L’incendio alla Orim
Incendio alla Orim, dopo la sentenza di assoluzione al tribunale di Macerata (lo scorso 15 aprile) per il titolare Alfredo Mancini e la ditta e la condanna del dipendente Gazzani che nel manovrare un muletto aveva fatto cadere due fusti che avevano dato origini al rogo del 6 luglio 2018, sono state depositate dal giudice le motivazioni della sentenza. Il giudice ha dato atto delle corrette procedure seguite dall’azienda, della regolarità dei quantitativi di rifiuti che trovati nell’azienda così come della loro natura. Il titolare, Alfredo Mancini, ha commentato. «Gli incidenti posso accadere ovunque ma questa è una azienda che ha sempre adottato il massimo delle cautele possibili, a salvaguardia dell’ambiente e dei lavoratori».
Alfredo Mancini e Orim erano stati assolti dal giudice Andrea Belli dalle accuse di incendio colposo, inquinamento ambientale e violazioni in materia di ambiente e sicurezza sul lavoro.

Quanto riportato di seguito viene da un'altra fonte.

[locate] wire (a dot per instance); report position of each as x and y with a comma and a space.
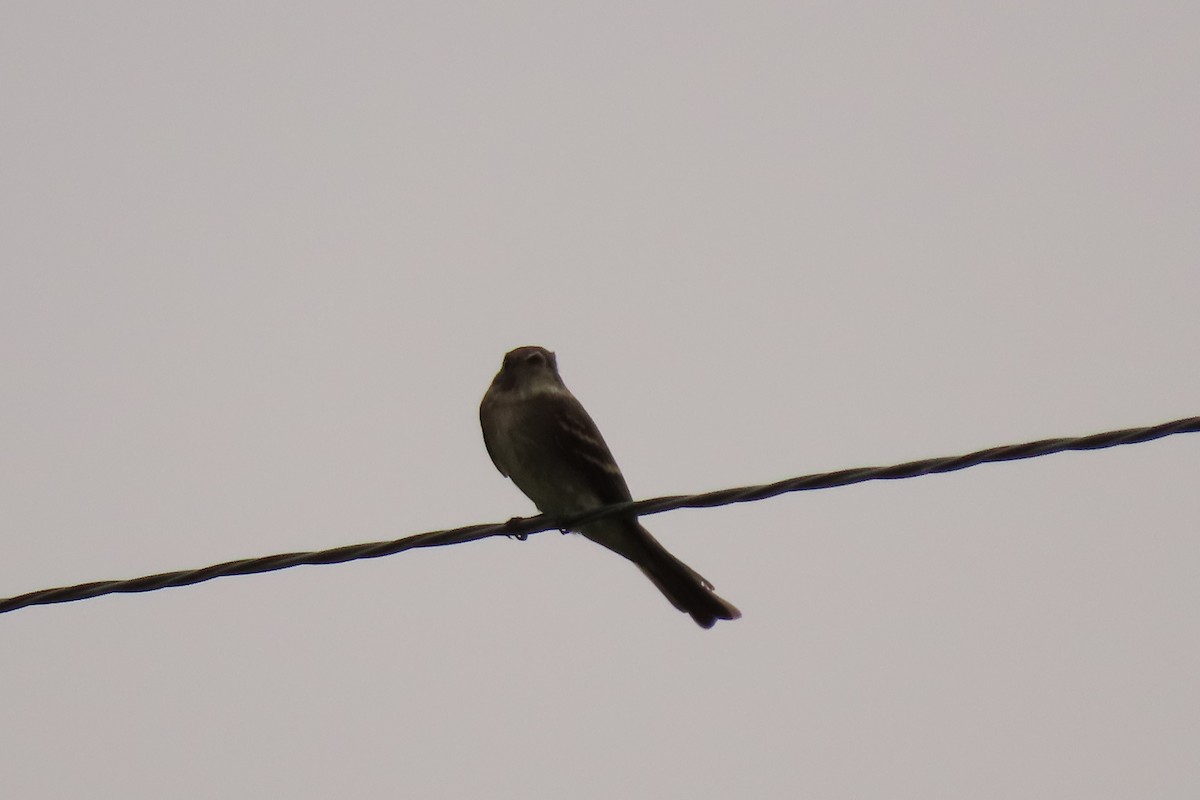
521, 527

Otto i capi di imputazione per i quali Mancini e la società erano stati rispettivamente rinviati a giudizio con le gravi accuse di aver provocato l’incendio del capannone industriale, nel 2018, a causa di gravi violazioni rispetto alle autorizzazioni concesse ed alla normativa in materia di incidenti rilevanti (“Seveso ter”).
Alfredo Mancini
L’azienda in una nota ricostruisce la sentenza depositata nei giorni scorsi: «Secondo la ricostruzione operata dai consulenti dell’accusa Sanna e D’Onofrio, il giorno dell’incendio alla Orim si sarebbero trovate sostanze pericolose infiammabili in quantitativi esorbitanti rispetto ai limiti di giacenza consentiti dalla normativa.

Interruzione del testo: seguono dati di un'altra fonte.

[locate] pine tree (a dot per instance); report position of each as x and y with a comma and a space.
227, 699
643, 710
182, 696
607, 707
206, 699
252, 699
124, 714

Questa violazione, collegata ad ulteriori difformità dell’impianto rispetto alle prescrizioni impartite dai Vigili del Fuoco nel Certificato di prevenzione incendi, avrebbe determinato – secondo l’accusa – un aggravamento delle conseguenze dell’incendio, pacificamente invece provocato da cause accidentali; conseguenze tali da cagionare un inquinamento alla falda acquifera sottostante l’impianto e, in via indiretta, una alterazione temporanea dei valori del fiume Chienti, in ragione del dilavamento delle acque utilizzate per lo spegnimento dai vigili del fuoco intervenuti per domare le fiamme, e confluite nell’alveo fluviale.

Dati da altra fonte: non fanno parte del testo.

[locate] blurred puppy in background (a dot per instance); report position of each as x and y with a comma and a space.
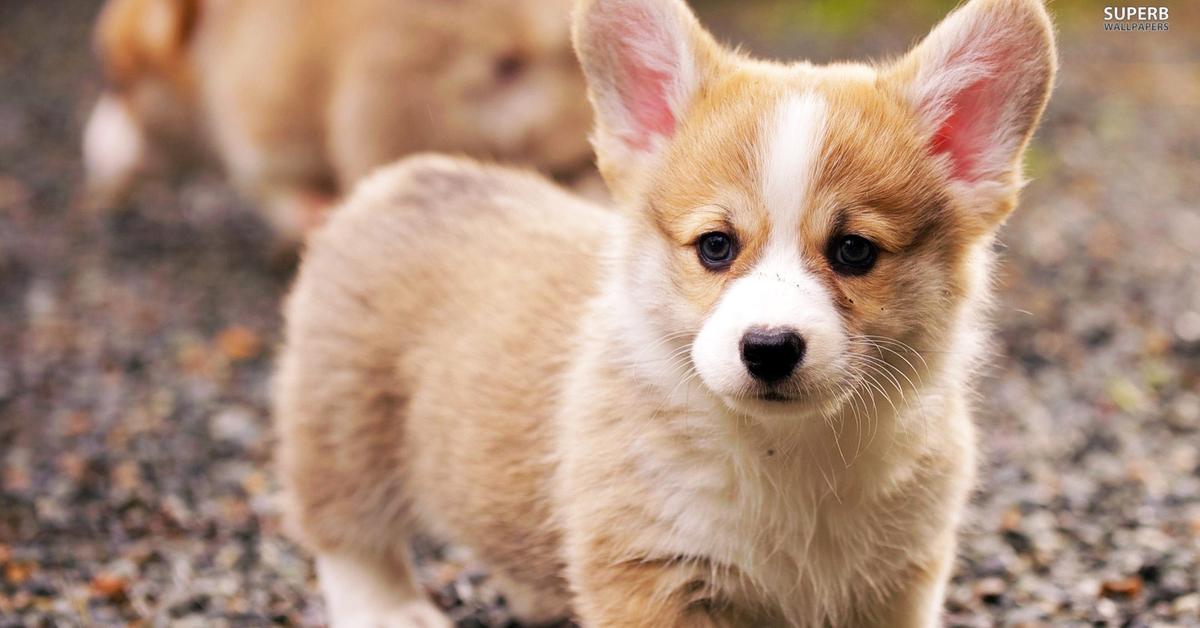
299, 99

Nella articolata decisione il Giudice del Tribunale di Macerata, Andrea Belli, ha ritenuto che le accuse non abbiano trovato alcun riscontro nelle prove acquisite nel complesso dibattimento, alla luce degli elementi di segno opposto emersi dalla documentazione prodotta dalle difese e dalle osservazioni critiche svolte dai consulenti tecnici indicate dall’azienda.
Nella motivazione trovano secca smentita tutte le criticità ipotizzate dai consulenti della accusa e dai testi a carico nei confronti dell’azienda e del suo amministratore.
Documenti e testimonianza hanno infatti confermato, secondo il giudice, che i frequenti controlli dell’impianto avevano avuto esito positivo, attraverso verifiche infra annuali da parte degli enti preposti a questo scopo e da enti preposti alla certificazione di qualità, di cui Orim è dotata.
L’azienda era infatti caratterizzata – come ha riconosciuto il giudice richiamando le numerose prove acquisite -, dalla presenza di un efficace apparato organizzativo, ossia un gestionale automatizzato in grado di controllare costantemente i rifiuti in ingresso, attraverso meccanismi di “Alert”, in modo da conteggiare scrupolosamente e preventivamente i rifiuti da smaltire; sistema in grado di monitorare le quantità di sostanze in giacenza, per contenerlo entro i limiti quantitativi e qualitativi stabiliti dalla legge Seveso.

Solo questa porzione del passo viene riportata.